Ezra
era un joven que vivía anticipándose a las pérdidas. Se había pasado la mitad
de su infancia deseando que ese período no terminara, y el resto de su vida,
añorando esos instantes de belleza y libertad. Su hermano Amos era
absolutamente diferente, lo único que le importaba era el presente y vivía cada
instante como si fuera el último.
Entre
Amos y Ezra había una extrema conexión; tal es así que cuando eran pequeños
solían incluso enfermar juntos. El primero en indisponerse siempre era Ezra y a
los pocos días su hermano aparecía a con los exactos síntomas y era
diagnosticado y tratado de la misma manera que él. Amos culpaba a Ezra por
enfermarse y pasarle su mal; sin embargo, no había días que disfrutara más que
aquéllos que transcurría encerrado junto a su hermano.
El
tiempo pasó y las circunstancias provocaron que entre los hermanos se abriera
un abismo. La muerte de los padres fue un detonante importante de aquella
separación ya que a Ezra le costó mucho aceptarla y cada vez que se veían se
echaba a llorar desconsoladamente como cuando era niño. Amos decidió que no
podía seguir viéndolo porque tarde o temprano conseguiría que también él cayera
en ese pozo oscuro del que Ezra no mostraba indicios de querer salir. Además,
Amos pensó que si dejaba de ver a su hermano evitaría morir de joven, cosa a la
que le tenía muchísimo miedo. Estaba convencido de que por la forma de ser de
Ezra pronto enfermaría de algo grave y si él lo sabía, posiblemente
desarrollaría la misma dolencia.

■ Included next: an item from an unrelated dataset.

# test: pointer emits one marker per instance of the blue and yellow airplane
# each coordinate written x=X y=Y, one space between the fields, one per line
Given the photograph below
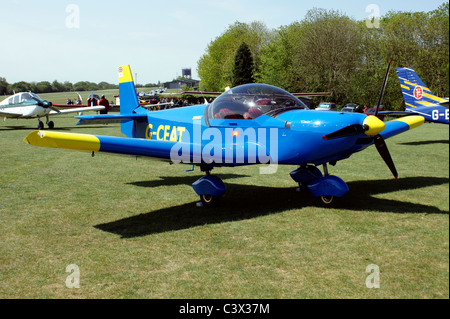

Y si de algo estaba seguro era de no querer
morir.
Amos
no estaba tan equivocado; Ezra enfermó gravemente a los treinta años y debió
someterse a dos largos años de tratamiento y sufrimiento, en la más absoluta
soledad. Al regresar a su casa, el mismo día en el que le habían dado el alta,
encontró un mensaje en el contestador de su teléfono: su hermano, Amos acababa
de fallecer de la misma enfermedad que él había vencido.